DEAD box proteins, characterized by the conserved motif Asp-Glu-Ala-Asp (DEAD), are putative RNA helicases. They are implicated in a number of cellular processes involving alteration of RNA secondary structure, such as translation initiation, nuclear and mitochondrial splicing, and ribosome and spliceosome assembly. Based on their distribution patterns, some members of the DEAD box protein family are believed to be involved in embryogenesis, spermatogenesis, and cellular growth and division. This gene encodes a member of this family. The function of this member has not been determined. Based on studies in Drosophila, the gene is widely required during post-transcriptional gene expression. Germ line DDX41 mutations define a unique subtype of myeloid neoplasms.

== Function ==
DDX41 is believed to take part in several cell functions. It is mainly concentrated in the nucleus of the cell, but it can also be expressed in the cytoplasm.

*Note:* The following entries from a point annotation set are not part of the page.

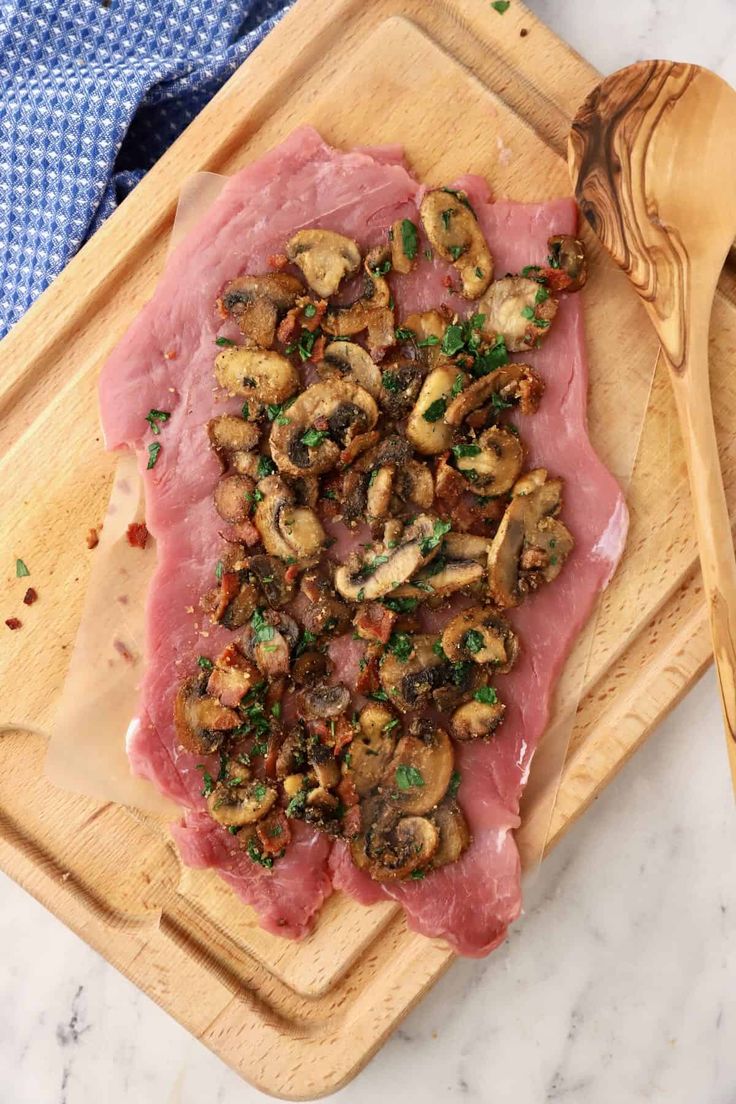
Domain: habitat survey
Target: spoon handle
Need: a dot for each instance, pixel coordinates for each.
(713, 526)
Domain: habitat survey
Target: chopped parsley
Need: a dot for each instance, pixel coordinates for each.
(408, 776)
(401, 645)
(487, 696)
(155, 418)
(409, 239)
(430, 542)
(435, 411)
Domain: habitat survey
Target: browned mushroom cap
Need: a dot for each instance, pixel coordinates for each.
(231, 436)
(477, 720)
(372, 747)
(426, 427)
(288, 531)
(352, 362)
(201, 722)
(270, 573)
(236, 806)
(481, 635)
(493, 463)
(454, 834)
(234, 497)
(531, 544)
(263, 375)
(396, 847)
(417, 777)
(452, 230)
(516, 384)
(232, 677)
(324, 257)
(256, 303)
(518, 308)
(319, 424)
(381, 570)
(567, 253)
(326, 701)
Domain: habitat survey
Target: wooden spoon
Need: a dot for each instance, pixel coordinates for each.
(652, 154)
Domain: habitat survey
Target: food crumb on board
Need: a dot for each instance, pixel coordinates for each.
(137, 534)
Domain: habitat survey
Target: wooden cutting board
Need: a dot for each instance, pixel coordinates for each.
(462, 88)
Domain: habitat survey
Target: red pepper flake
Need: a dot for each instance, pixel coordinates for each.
(137, 534)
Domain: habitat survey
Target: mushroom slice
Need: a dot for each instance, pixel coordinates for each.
(324, 257)
(531, 544)
(287, 531)
(256, 303)
(372, 746)
(353, 362)
(260, 374)
(201, 721)
(270, 573)
(477, 720)
(452, 230)
(518, 308)
(567, 255)
(231, 435)
(381, 572)
(319, 424)
(232, 677)
(481, 635)
(511, 384)
(409, 681)
(395, 848)
(426, 427)
(233, 497)
(419, 772)
(493, 463)
(326, 702)
(236, 806)
(404, 245)
(454, 834)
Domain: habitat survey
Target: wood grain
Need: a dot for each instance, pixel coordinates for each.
(653, 179)
(299, 1020)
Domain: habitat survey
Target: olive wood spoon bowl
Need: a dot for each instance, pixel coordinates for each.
(652, 155)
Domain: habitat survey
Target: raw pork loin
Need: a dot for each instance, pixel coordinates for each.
(164, 362)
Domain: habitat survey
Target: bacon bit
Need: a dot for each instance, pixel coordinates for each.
(318, 349)
(352, 823)
(291, 573)
(348, 793)
(287, 326)
(137, 534)
(555, 278)
(344, 734)
(274, 832)
(369, 680)
(373, 622)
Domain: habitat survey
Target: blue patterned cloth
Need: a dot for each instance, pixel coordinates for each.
(92, 93)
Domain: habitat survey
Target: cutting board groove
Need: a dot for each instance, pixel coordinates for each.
(462, 89)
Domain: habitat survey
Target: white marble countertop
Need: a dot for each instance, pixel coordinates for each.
(618, 986)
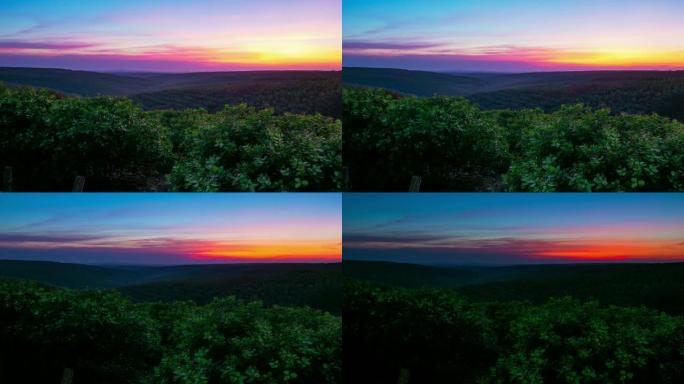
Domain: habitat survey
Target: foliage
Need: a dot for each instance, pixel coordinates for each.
(455, 146)
(231, 342)
(243, 149)
(106, 339)
(49, 139)
(300, 96)
(438, 335)
(446, 140)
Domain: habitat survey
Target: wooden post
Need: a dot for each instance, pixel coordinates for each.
(7, 179)
(403, 376)
(78, 184)
(415, 184)
(67, 376)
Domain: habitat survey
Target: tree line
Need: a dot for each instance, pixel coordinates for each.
(102, 337)
(454, 145)
(395, 335)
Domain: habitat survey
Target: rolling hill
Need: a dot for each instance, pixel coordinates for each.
(285, 91)
(658, 286)
(638, 92)
(315, 285)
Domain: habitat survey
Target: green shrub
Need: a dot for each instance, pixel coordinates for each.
(49, 140)
(243, 149)
(456, 147)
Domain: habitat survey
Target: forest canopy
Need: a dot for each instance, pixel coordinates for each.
(104, 338)
(455, 146)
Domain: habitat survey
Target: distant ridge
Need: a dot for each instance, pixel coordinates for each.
(655, 285)
(285, 91)
(636, 92)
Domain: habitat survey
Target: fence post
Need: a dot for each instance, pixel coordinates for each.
(67, 376)
(415, 184)
(78, 184)
(7, 179)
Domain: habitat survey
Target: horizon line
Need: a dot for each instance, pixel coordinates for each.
(454, 71)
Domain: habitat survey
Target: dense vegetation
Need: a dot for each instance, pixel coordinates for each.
(49, 139)
(291, 284)
(427, 335)
(634, 92)
(657, 286)
(454, 145)
(104, 338)
(307, 92)
(306, 96)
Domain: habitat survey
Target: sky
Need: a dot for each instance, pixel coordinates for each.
(514, 35)
(171, 35)
(512, 228)
(171, 228)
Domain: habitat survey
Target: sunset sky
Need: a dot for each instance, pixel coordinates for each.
(514, 35)
(504, 229)
(171, 228)
(171, 35)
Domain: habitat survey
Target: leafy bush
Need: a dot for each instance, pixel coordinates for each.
(455, 146)
(106, 339)
(243, 149)
(49, 139)
(437, 335)
(98, 334)
(446, 140)
(577, 149)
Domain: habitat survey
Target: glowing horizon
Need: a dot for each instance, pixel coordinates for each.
(172, 36)
(505, 229)
(171, 228)
(514, 36)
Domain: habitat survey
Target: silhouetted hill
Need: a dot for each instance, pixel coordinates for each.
(315, 285)
(658, 286)
(285, 91)
(641, 92)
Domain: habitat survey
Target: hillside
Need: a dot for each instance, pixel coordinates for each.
(315, 285)
(285, 91)
(657, 286)
(639, 92)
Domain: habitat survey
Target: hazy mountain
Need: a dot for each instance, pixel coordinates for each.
(315, 285)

In the cytoplasm it takes part in the Interferon I production pathway by recognizing foreign cytoplasmic DNA and signaling STING. It has been observed that hypomorphic DDX41 mutations impair the immune system response to viral and bacterial infections.
In the nucleus, DDX41 is believed to regulate the transcriptional elongation process signaling Pol II to slow down the elongation while the splicing process is taking place. Under-expression and inhibition of DDX41 have been shown to lead to the formation of an R-loop which results in transcriptional errors with no specific patterns.
DDX41 is also believed to take part in the ribosome biogenesis process, given its implications in the processing of snoRNA.

It has been shown that DDX41 germ-line mutations are associated with myelodysplastic syndrome and acute myeloid leukemia.